Thy Kingdom Come

“Thy kingdom come; thy will be

done on earth as it is in heaven”

– Matthew 6:10

Recently, I delivered a sermon titled “Thy Kingdom Come.” It was part of our Name that Sermon series in which worshippers submitted sermon ideas. The request was for a sermon on the kingdom of God. [Click here for sermon audio.]

The synonymous phrases “kingdom of God” and “kingdom of heaven” appear about 100 times in the New Testament, including 68 times in the Gospel of Matthew. The concept of the kingdom of God is a central aspect of Jesus’ ministry and teachings. Jesus exhorts, “Repent, for the kingdom of heaven is at hand.” In his most famous of sermons, the Sermon on the Mount, he promises “Blessed are the poor in spirit, for theirs is the kingdom of heaven.” Jesus even teaches his disciples to pray, “Your kingdom come. Your will be done, on earth as it is in heaven.”

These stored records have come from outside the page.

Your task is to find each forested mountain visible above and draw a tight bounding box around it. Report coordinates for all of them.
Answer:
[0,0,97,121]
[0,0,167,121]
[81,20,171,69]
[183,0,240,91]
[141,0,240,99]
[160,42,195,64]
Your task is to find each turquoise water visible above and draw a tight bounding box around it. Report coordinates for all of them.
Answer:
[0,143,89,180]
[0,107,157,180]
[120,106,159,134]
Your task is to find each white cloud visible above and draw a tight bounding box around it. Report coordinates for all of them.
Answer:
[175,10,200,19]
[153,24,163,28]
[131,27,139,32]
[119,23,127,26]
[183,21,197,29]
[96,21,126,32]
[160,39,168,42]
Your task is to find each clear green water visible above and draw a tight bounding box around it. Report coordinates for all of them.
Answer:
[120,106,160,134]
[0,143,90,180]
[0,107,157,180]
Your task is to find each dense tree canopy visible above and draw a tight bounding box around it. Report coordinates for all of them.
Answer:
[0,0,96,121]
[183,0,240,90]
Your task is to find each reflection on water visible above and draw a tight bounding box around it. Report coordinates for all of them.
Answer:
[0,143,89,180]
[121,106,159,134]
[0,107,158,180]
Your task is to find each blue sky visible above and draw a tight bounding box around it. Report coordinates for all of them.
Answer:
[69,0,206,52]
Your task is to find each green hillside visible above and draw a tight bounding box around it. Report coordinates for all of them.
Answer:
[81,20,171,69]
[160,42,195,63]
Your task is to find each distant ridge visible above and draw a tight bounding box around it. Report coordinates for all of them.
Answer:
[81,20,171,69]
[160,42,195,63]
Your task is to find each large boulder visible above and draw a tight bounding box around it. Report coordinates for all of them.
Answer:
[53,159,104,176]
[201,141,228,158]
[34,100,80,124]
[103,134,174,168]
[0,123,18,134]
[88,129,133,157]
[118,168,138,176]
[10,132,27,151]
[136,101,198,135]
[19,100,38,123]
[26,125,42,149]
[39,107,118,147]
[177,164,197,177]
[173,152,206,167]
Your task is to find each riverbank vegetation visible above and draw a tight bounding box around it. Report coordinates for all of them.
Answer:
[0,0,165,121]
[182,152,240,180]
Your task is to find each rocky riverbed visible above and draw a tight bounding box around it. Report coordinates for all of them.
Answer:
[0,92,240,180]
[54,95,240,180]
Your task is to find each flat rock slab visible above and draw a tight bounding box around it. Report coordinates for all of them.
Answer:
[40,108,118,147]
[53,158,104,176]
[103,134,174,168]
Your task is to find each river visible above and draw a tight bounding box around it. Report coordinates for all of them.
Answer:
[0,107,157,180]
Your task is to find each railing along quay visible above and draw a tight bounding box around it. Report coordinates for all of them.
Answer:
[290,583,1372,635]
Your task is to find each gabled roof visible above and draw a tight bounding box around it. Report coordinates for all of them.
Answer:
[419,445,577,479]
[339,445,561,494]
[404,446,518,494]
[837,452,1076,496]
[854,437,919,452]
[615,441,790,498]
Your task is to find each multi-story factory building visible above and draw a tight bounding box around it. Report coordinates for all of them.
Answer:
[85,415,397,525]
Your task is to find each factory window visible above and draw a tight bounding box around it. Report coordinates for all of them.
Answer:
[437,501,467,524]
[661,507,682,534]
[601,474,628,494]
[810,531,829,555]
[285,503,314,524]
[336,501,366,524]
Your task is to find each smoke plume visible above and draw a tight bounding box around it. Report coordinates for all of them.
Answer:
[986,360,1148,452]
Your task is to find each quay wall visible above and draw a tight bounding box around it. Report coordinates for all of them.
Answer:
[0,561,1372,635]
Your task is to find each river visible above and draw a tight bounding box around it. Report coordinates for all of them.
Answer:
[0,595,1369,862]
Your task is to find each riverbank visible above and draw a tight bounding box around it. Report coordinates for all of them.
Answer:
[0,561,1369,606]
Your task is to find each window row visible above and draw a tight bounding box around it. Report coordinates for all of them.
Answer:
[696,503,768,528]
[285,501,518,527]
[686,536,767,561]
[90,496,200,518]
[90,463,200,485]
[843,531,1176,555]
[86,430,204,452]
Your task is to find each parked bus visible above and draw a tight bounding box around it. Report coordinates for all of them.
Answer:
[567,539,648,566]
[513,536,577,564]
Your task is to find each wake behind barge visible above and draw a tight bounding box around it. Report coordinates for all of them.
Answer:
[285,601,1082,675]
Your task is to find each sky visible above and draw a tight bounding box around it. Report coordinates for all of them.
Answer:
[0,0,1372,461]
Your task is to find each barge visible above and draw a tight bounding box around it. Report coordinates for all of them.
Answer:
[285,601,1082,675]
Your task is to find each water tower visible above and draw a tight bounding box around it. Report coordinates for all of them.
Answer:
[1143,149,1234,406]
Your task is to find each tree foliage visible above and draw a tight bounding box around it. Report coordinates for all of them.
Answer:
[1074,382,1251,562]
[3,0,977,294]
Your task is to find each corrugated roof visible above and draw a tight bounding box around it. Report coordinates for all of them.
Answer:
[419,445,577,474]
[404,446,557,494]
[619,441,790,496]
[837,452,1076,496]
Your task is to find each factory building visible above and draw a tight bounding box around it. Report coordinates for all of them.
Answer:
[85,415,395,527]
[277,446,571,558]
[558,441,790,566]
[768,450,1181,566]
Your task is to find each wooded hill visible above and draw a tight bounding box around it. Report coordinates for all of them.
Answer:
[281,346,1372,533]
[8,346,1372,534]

The kingdom of God refers to God’s reign in the world as the power behind all that was, is, and is to be.

In the New Testament, however, it becomes clear that Jesus is a different kind of king and God’s kingdom is a different kind of kingdom. This king does not lead with military might, but in meekness, gentleness, and humility. This is a king who comes in, not on a war horse, but on a donkey. Moreover, in the kingdom of God, the smallest seed grows to be the greatest of shrubs. In this kingdom, the stone that the builders rejected becomes the cornerstone. In this kingdom, those who want to be great must be willing to serve.

The kingdom of God is both present and future; it is at hand and it is to come. There is the impression that in the kingdom, God takes what is wrong with the world and makes it right.  In the kingdom, the last will become first and the first will become last. In the kingdom, “let the weak say ‘I am strong;’ let the poor say ‘I am rich.’” The Kingdom of God points to a future in which God’s justice and peace will ultimately prevail. But what do we do until then?

Until then, as followers of Christ, we must live as dual citizens in this world and in the Kingdom of God. We live in various nations subject to their regulatory requirements and societal norms. But we have another king and we are subject to the ethical mandates of another kingdom. Paul says that we are ambassadors for Christ. Our task is to speak, act, and live in ways that cause God’s kingdom to come on earth as it is in heaven. When we give food to the hungry, give drink to the thirsty, welcome the stranger, promote equality for the marginalized, and pursue justice for the oppressed, we live in ways that allow God’s kingdom to come and God’s will to be done on earth as it is in heaven. Then “thy kingdom come” becomes more than a prayer; indeed, it becomes a calling and a way of life.